Who would ever have thought that standards for usability would be an interesting topic? Nigel Bevan, a UK-based standards expert, made it so. At the ninth Namahn lecture, he patiently walked the audience through an alphabet soup of ISO and other standards, and explained the different approaches.

In the area of usability, standards can be broadly categorised as shown in the table.
| Standard Category | Examples of Relevant Standards |
|---|---|
| The use of the product (effectiveness, efficiency and satisfaction in a particular context of use) |
ISO 9241-11: Guidance on Usability ISO/IEC 9126-1: Software Quality Characteristics |
| The user interface and interaction | ISO 9241: Ergonomic requirements for office work with visual display terminals, parts 10-17 |
| The process used to develop the product | ISO 13407: Human-centered design processes for interactive systems |
| The capability of an organisation to apply user centered design | ISO TR 18529: Human-centered lifecycle process descriptions |
Product use standards describe recommended usability measures such as task time and ergonomics. It is a ‘black box’ approach in that only the resulting usability is measured. In contrast, standards related to the user interface and interaction get into the nitty gritty of icon symbols and functions.

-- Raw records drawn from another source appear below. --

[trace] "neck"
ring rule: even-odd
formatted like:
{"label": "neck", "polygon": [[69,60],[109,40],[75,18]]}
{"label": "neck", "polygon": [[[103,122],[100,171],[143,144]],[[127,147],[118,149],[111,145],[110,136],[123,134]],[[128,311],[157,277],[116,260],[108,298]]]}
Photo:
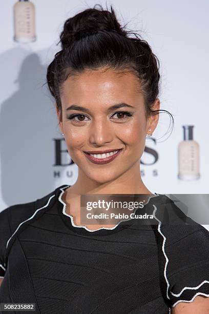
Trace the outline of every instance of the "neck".
{"label": "neck", "polygon": [[140,162],[114,180],[104,183],[92,180],[79,168],[77,180],[70,189],[77,194],[152,194],[141,180]]}

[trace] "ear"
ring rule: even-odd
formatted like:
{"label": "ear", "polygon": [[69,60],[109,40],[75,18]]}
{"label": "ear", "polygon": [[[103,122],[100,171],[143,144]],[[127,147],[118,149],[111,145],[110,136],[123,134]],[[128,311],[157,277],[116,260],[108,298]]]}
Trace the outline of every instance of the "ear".
{"label": "ear", "polygon": [[59,109],[57,106],[57,104],[55,103],[55,108],[56,112],[57,115],[58,122],[59,124],[59,129],[61,131],[61,133],[63,133],[63,128],[62,128],[62,117],[60,110]]}
{"label": "ear", "polygon": [[[152,106],[152,110],[158,110],[160,109],[160,101],[159,98],[157,98],[154,105]],[[148,118],[147,124],[147,133],[152,134],[156,127],[159,121],[159,114],[156,113],[153,115],[150,115]],[[149,131],[149,128],[151,129],[151,132]]]}

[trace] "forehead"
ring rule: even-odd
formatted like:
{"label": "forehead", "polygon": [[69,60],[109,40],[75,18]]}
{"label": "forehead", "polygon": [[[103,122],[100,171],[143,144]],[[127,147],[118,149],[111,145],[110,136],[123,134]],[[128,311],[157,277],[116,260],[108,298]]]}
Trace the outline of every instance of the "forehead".
{"label": "forehead", "polygon": [[70,75],[62,85],[62,100],[68,102],[91,99],[108,101],[117,99],[122,101],[142,100],[139,81],[134,73],[124,73],[112,69],[86,70]]}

Process quality usability standards apply an approach similar to the Capability Maturity Model (CMM) of software engineering. ISO 15504 (SPICE), for example, defines design capability levels. “In many organisations, first you design the product then you layer on the UI,” says Bevan, “the user-centered approach integrates design for usability into the overall design process and treats it as an integrated whole rather than an afterthought.”
A promising new initiative is the “Common Industry Format (CIF)” developed by the National Institute of Standards and Technology (NIST) in the US. Suppliers such as IBM, Microsoft, HP and Oracle are providing standard usability test reports to IT purchasers. CIF encourages suppliers to work more closely with purchasers to understand user needs.
Not everyone is happy with usability standardisation, however. According to Bevan, a major consumer electronics company has opposed attempts at usability standardisation for consumer products (ISO DIS 20282: Ease of operation of everyday products), claiming that “the results could be misinterpreted.”
Bevan and the audience agreed that standardisation of consumer products is woefully inadequate; the consumer only really discovers how usable a product is after it has been purchased and by then it’s often too late. So, although much progress has been made, it’s still ‘early days’ for usability standardisation.